The house probably stank too.
Yesterday she
had treated herself to a packet of cigarettes for the first time in years and had smoked almost all of them, enjoying the sensation of blowing plumes of curling smoke into the darkening sky.
She
could just imagine little Libby’s jaw dropping and the scandalized
‘Granny!’
when she saw all the discarded butts.

Oh dear.
And poor Freya would think she was losing her marbles, finding the house in such disarray.
How was she going to talk her way out of this one?

‘Mum!
There
you are!’
Here she came now, bustling from the house, her jaw noticeably tense even from this distance.
‘Where have you
been
?
I’ve been
ringing you and texting you for ages.
I even tried calling Katie to see if you were all right—’

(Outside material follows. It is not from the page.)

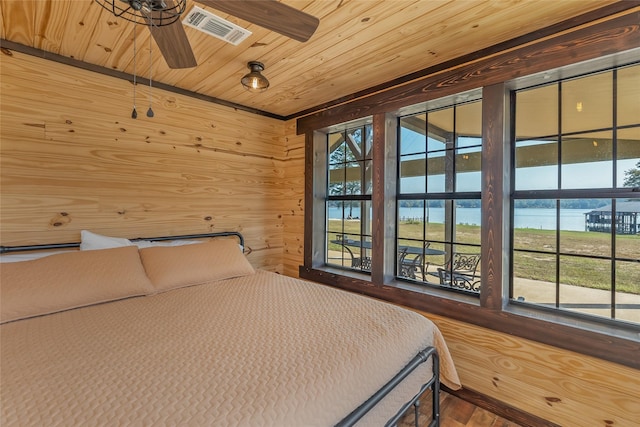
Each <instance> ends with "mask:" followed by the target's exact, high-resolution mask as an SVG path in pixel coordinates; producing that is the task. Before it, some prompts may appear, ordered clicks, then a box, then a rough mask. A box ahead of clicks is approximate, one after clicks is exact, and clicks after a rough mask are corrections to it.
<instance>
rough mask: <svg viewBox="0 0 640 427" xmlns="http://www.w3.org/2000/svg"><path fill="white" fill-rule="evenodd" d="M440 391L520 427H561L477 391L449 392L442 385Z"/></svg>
mask: <svg viewBox="0 0 640 427" xmlns="http://www.w3.org/2000/svg"><path fill="white" fill-rule="evenodd" d="M442 390H444V391H446V392H447V393H449V394H451V395H453V396H455V397H457V398H459V399H462V400H466V401H467V402H469V403H472V404H474V405H475V406H477V407H479V408H482V409H486V410H487V411H490V412H492V413H494V414H496V415H499V416H501V417H502V418H505V419H507V420H509V421H512V422H514V423H516V424H518V425H520V426H522V427H541V426H544V427H561V426H560V425H559V424H555V423H552V422H551V421H548V420H545V419H544V418H540V417H538V416H536V415H533V414H530V413H528V412H525V411H523V410H521V409H518V408H516V407H514V406H511V405H507V404H506V403H504V402H501V401H500V400H497V399H494V398H493V397H489V396H487V395H485V394H482V393H478V392H477V391H474V390H470V389H468V388H461V389H460V390H451V389H450V388H449V387H447V386H444V385H442Z"/></svg>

‘Ha,’ said Olivia contemptuously before she could stop herself.

Freya looked startled.
Olivia was not normally a sarcastic sort of person who said things like ‘Ha’, particularly in relation to their darling housekeeper.
‘Mum .
.
.
is
everything all right?’

Olivia tried to pull herself together.
The short answer, of course, was ‘No’ but she couldn’t possibly tell Freya the news she’d discovered.
She’d always been such
a daddy’s girl, it would destroy her to learn of her father’s double life.
‘I’m fine,’ she said, then took a deep breath, forcing herself to smile.
‘Better for
seeing you,’ she said truthfully.
‘And where are those delightful grandchildren of mine?’
She hugged Freya, trying to act as normally as possible.
‘How was your journey?
Let
me make you a cup of tea.
Ahh.
I’m not sure there’s any milk left actually.’

‘We’re okay Mum, thanks, all fed and watered; we’ve been here since three o’clock.
And I brought milk, it’s fine.’

Olivia checked her watch: almost half past four.
Another day had slipped by practically unnoticed.
‘Oh.
Okay, then.’

There was an awkward pause then Freya gave a bracing smile.
‘Come and say hi to the kids and Vic, anyway.
They’re supposed to be getting their things together to go down to the beach
but seem to have been sidetracked by a horrendously competitive swingball tournament.
I’m expecting a full public inquiry to be called any minute if Teddy isn’t allowed to win.’
She put a hand on Olivia’s back and steered her gently towards the back garden.
‘By the way,’ she added, as they walked along the rosemary-scented path, ‘Katie sounded a bit
odd when I rang.
Said something about needing to come round and talk to us all at some point.